FOREIGN CURRENCY RISK -- Because non-U.S. securities are usually denominated in

currencies other than the dollar, the value of the Fund's portfolio may be

influenced by currency exchange rates and exchange control regulations. The

currencies of emerging market countries may experience significant declines

against the U.S. dollar, and devaluation may occur subsequent to investments in

these currencies by the Fund. Inflation and rapid fluctuations in inflation

rates have had, and may continue to have, negative effects on the economies and

securities markets of certain emerging market countries.



SMALL- AND MID-CAPITALIZATION COMPANY RISK -- Small- and mid-capitalization

companies may be more vulnerable to adverse business or economic events than

larger, more established companies.  In particular, these small- and mid-sized

companies may pose additional risks, including liquidity risk, because these

companies tend to have limited product lines, markets and financial resources,

and may depend upon a relatively small management group. Therefore, small- and

mid-cap stocks may be more volatile than those of larger companies. These

securities may be traded over-the-counter or listed on an exchange.

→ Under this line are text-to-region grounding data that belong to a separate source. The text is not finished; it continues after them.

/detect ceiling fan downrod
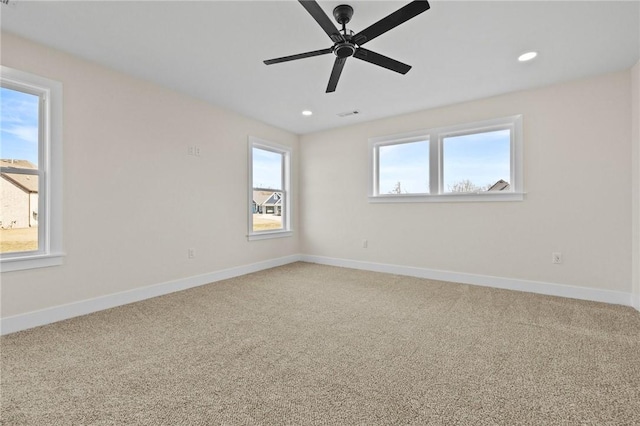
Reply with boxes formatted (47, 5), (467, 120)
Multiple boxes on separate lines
(332, 4), (356, 58)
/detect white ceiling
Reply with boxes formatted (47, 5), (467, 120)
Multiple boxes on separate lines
(2, 1), (639, 134)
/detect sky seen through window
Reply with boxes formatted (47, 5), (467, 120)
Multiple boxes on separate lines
(252, 147), (282, 190)
(0, 87), (39, 166)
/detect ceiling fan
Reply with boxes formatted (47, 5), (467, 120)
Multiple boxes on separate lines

MLP RISK -- MLPs are limited partnerships in which the ownership units are

publicly traded. MLP units are registered with the U.S. Securities and Exchange

Commission (the "SEC") and are freely traded on a securities exchange or in the

over-the-counter market. MLPs often own several properties or businesses (or

own interests) that are related to oil and gas industries or other natural

resources, but they also may finance other projects. To the extent that an

MLP's interests are all in a particular industry, the MLP will be negatively

impacted by economic events adversely impacting that industry. The risks of

investing in a MLP are generally those involved in investing in a partnership

as opposed to a corporation. For example, state law governing partnerships is

often less restrictive than state law governing corporations. Accordingly,

there may be fewer protections afforded to investors in a MLP than investors in

a corporation; for example, investors in MLPs may have limited voting rights or

be liable under certain circumstances for amounts greater than the amount of

their investment. In addition, MLPs may be subject to state taxation in certain

jurisdictions which will have the effect of reducing the amount of income paid

by the MLP to its investors.



COMMODITY RISK -- Exposure to the commodities markets, through a company or an

ETF, may subject the Fund to greater volatility than investments in traditional

securities. Commodities are subject to substantial price fluctuations over

short periods of time and may be affected by unpredictable economic, political

and environmental events.
PERFORMANCE INFORMATION
The Fund commenced operations on September 27, 2011 and therefore does not have

performance history for a full calendar year. Once the Fund has completed a

full calendar year of operations, a bar chart and table will be included that

will provide some indication of the risks of investing in the Fund by showing

the variability of the Fund's return based on net assets and comparing the

Fund's performance to a broad measure of market performance.